Anche il tuo sito è fermo al 2019. Dopo l’album con Mina sembra sia stato abbandonato, come una casa senza persone.
«Ma sì, appartiene all’altra fase della mia vita. Ora cosa c’è da aggiungere? Io sui social non ci sono. So che è un errore, ma un errore consapevole, perché so bene che ora lì pulsa buona parte dell’opinione pubblica. Ma non ci riesco. E non ci riesco perché non mi appassiona. Meglio, mi spaventa. Mi spaventa perché non mi fido, lo trovo uno spazio estremamente sleale».
Voglia di scrivere una canzone non ti è mai più venuta?
«Non è la voglia.
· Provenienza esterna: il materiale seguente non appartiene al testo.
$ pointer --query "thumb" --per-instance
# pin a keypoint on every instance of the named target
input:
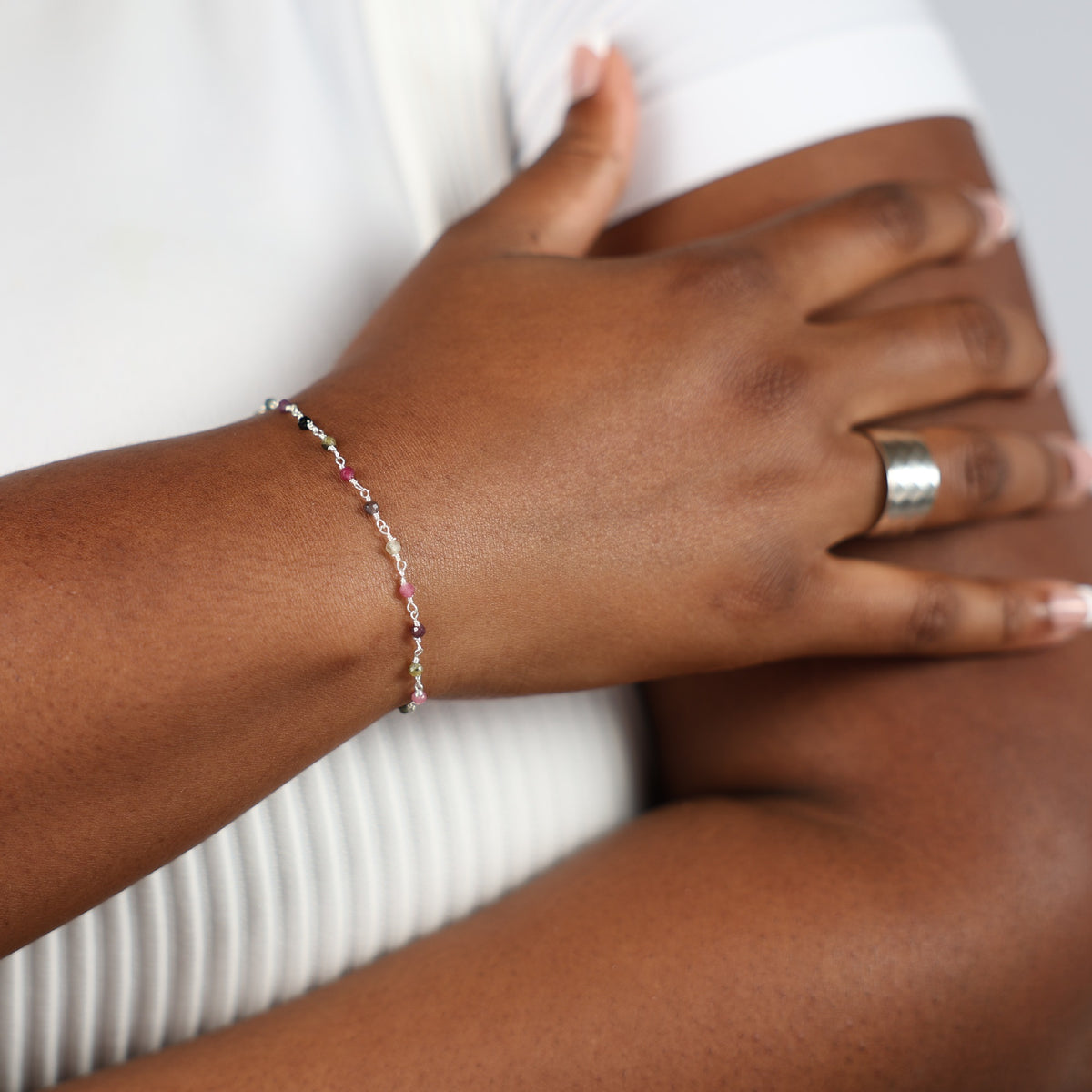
(561, 203)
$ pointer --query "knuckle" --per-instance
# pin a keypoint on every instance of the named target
(935, 616)
(768, 386)
(776, 581)
(740, 276)
(984, 470)
(895, 213)
(983, 336)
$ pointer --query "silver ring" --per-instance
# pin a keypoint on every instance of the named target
(913, 480)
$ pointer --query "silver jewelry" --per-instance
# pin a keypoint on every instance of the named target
(392, 546)
(913, 480)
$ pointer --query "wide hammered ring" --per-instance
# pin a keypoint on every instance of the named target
(913, 480)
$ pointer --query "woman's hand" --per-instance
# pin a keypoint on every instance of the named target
(621, 469)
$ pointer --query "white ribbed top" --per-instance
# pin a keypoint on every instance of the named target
(409, 824)
(208, 197)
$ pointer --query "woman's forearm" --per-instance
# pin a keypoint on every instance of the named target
(186, 625)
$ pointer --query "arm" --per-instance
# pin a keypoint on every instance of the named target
(813, 934)
(254, 596)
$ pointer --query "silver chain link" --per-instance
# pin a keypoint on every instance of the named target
(419, 688)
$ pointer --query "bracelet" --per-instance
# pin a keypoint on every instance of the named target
(392, 546)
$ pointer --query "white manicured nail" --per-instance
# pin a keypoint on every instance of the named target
(1070, 611)
(588, 65)
(998, 222)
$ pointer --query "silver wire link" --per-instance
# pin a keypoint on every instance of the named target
(419, 696)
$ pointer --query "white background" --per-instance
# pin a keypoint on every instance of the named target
(1030, 61)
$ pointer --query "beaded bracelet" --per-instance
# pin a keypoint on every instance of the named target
(392, 546)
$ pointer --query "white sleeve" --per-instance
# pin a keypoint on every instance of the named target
(725, 85)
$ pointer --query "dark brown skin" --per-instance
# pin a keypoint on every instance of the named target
(884, 885)
(902, 905)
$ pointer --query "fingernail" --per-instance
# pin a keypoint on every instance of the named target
(1070, 611)
(588, 65)
(998, 222)
(1080, 468)
(1048, 380)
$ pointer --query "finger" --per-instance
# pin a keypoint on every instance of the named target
(983, 475)
(834, 251)
(869, 609)
(927, 355)
(561, 203)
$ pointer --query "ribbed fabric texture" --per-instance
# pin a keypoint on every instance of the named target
(409, 824)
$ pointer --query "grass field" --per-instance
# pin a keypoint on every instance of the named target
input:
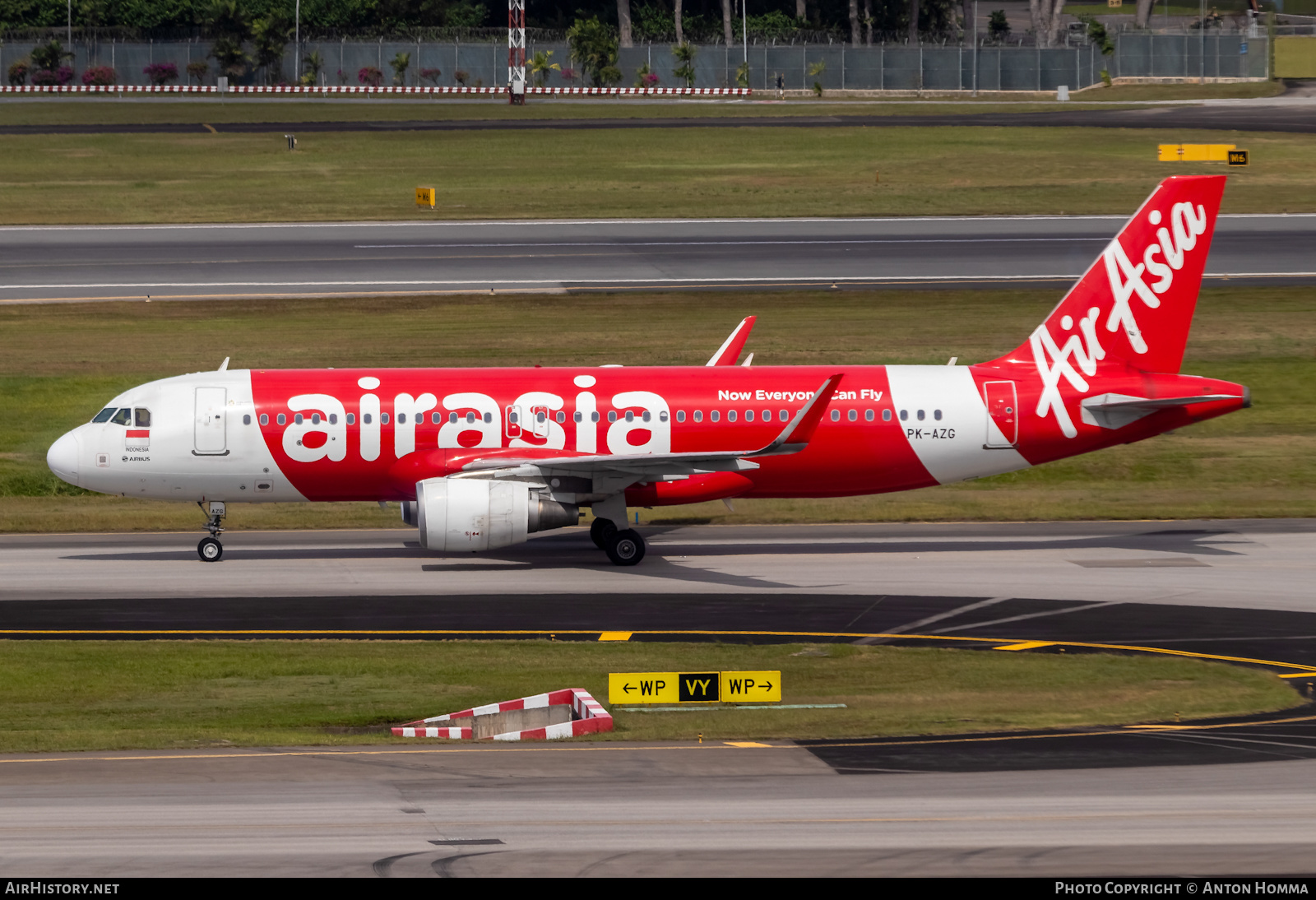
(94, 695)
(624, 173)
(58, 364)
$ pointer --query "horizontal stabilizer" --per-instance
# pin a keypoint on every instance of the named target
(730, 351)
(793, 438)
(1119, 410)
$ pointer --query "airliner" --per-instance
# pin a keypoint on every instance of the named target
(480, 458)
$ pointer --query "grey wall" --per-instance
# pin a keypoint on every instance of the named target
(878, 67)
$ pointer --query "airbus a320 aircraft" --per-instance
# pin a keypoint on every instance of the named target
(482, 457)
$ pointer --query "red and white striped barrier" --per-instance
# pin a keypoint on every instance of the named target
(454, 733)
(107, 88)
(589, 716)
(364, 88)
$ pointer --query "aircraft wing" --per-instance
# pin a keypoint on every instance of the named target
(793, 438)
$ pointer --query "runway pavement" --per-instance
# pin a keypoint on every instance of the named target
(162, 262)
(1194, 799)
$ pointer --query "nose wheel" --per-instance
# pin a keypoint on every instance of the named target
(210, 549)
(625, 548)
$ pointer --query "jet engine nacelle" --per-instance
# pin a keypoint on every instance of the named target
(464, 513)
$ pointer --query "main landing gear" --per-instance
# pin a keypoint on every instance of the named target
(210, 549)
(624, 546)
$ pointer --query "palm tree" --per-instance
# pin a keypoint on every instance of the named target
(271, 35)
(684, 54)
(399, 65)
(313, 63)
(228, 20)
(540, 67)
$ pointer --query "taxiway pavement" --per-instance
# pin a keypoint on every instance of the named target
(162, 262)
(1085, 801)
(635, 810)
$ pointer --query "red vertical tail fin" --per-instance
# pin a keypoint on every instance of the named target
(1136, 302)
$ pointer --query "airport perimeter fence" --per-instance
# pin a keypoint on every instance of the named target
(833, 66)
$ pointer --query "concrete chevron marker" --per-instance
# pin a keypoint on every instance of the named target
(587, 716)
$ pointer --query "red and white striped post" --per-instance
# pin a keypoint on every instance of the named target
(517, 52)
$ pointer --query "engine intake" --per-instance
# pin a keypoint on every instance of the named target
(462, 513)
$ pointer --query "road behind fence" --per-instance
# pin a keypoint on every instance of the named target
(883, 67)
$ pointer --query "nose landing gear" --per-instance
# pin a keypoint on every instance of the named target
(210, 549)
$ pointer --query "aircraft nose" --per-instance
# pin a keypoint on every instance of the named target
(63, 457)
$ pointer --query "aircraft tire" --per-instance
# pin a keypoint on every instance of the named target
(600, 531)
(625, 548)
(210, 550)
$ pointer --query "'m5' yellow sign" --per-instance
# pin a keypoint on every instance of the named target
(694, 687)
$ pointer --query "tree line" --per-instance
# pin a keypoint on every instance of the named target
(631, 21)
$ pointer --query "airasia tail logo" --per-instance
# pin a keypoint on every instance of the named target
(1057, 361)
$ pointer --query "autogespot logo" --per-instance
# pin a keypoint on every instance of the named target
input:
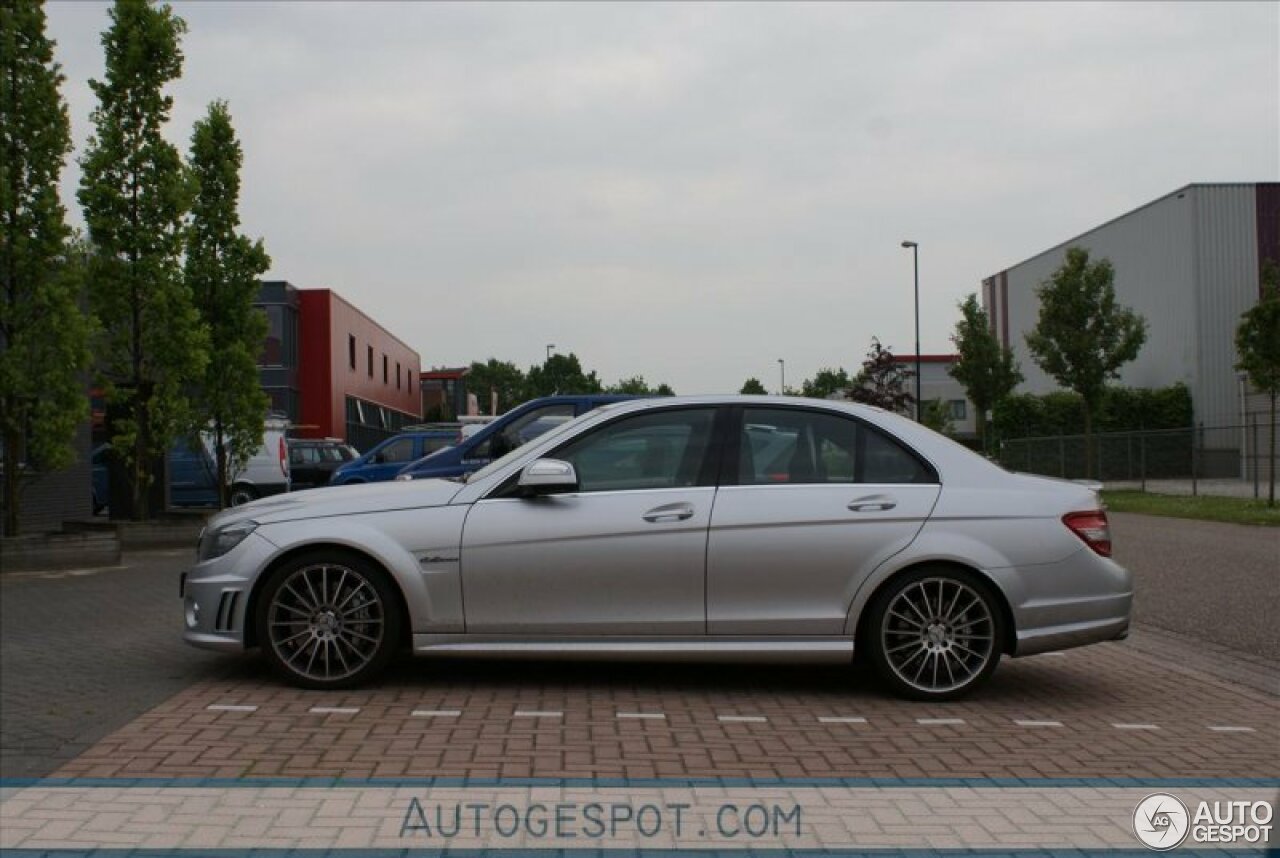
(1161, 821)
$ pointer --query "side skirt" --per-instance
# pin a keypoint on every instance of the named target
(639, 648)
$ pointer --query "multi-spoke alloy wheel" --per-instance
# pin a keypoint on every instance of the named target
(327, 623)
(936, 635)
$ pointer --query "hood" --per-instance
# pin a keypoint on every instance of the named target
(341, 500)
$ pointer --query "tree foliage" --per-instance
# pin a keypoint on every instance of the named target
(636, 386)
(498, 377)
(135, 194)
(561, 374)
(986, 370)
(882, 380)
(44, 347)
(826, 382)
(1083, 334)
(1257, 342)
(223, 270)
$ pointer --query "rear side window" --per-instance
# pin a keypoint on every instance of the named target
(796, 446)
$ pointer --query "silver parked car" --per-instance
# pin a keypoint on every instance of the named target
(693, 528)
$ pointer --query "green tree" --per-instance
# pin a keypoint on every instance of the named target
(223, 270)
(135, 194)
(1083, 336)
(824, 383)
(561, 374)
(498, 377)
(986, 370)
(882, 380)
(44, 336)
(1257, 341)
(636, 386)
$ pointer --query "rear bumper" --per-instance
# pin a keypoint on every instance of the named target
(1077, 601)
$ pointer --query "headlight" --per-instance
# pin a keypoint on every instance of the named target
(215, 543)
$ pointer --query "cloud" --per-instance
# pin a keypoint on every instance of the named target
(694, 191)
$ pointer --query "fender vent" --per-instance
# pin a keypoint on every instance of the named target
(227, 611)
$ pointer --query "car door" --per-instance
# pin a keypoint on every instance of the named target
(389, 459)
(819, 500)
(625, 555)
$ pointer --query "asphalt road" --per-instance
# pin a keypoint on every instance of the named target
(85, 655)
(1205, 579)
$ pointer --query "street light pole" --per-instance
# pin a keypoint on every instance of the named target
(915, 260)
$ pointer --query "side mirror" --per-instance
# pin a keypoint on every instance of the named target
(547, 477)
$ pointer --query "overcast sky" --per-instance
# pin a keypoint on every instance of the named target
(689, 191)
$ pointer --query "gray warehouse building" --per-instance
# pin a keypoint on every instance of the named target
(1191, 264)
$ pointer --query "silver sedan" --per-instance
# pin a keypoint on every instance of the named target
(694, 528)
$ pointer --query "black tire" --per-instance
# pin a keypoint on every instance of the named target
(328, 620)
(935, 633)
(242, 494)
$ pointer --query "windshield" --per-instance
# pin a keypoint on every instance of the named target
(498, 464)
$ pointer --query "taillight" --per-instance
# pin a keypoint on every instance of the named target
(1092, 528)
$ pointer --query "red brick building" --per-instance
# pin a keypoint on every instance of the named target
(334, 370)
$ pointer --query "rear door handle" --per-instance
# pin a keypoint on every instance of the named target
(873, 503)
(670, 512)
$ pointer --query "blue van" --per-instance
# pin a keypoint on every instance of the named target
(498, 438)
(387, 459)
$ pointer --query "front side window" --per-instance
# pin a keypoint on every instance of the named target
(522, 429)
(647, 451)
(398, 451)
(794, 446)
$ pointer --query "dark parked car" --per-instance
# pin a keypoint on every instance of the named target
(314, 460)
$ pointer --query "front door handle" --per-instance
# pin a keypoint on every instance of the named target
(873, 503)
(670, 512)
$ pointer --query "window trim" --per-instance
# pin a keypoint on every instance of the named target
(730, 474)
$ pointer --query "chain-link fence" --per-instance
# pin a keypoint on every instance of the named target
(1237, 452)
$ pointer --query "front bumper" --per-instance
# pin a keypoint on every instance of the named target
(215, 596)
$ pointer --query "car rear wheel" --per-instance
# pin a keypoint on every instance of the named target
(328, 621)
(936, 634)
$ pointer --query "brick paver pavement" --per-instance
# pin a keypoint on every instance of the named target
(1107, 711)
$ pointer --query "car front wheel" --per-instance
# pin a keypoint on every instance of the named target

Il desiderio, se uno vuole, lo trova, l’ispirazione la trova. No è qualcosa di più razionale. È una scelta. Questa estate una mattina, ero a casa solo con Liù, la mia adorata Golden retriever. Mi sono svegliato, sono sceso dove ho il pianoforte e mi sono messo a suonare, erano le cinque del mattino. Sentivo che era uno di quei momenti in cui avverti come una specie di ispirazione, una sorta di stato di grazia. Ho pensato che avrei registrato qualcosa di bello, per queste composizioni pianistiche che ora mi appassionano. Non mi sono accorto delle ore che passavano ma ho sentito fame, a un certo punto, e mi sono reso conto che erano le due del pomeriggio. Il giorno dopo ho riascoltato la registrazione e l’ho buttata via. Non c’era niente di buono, assolutamente niente, ma ho pensato che quel tempo era stato felice, era stato un momento di ispirazione. Ho dato importanza più a quel momento di grazia che non al risultato».
Nel 2019 mi dicesti che ti spaventava «l’ossessione di essere attuali». È peggiorata questa sindrome?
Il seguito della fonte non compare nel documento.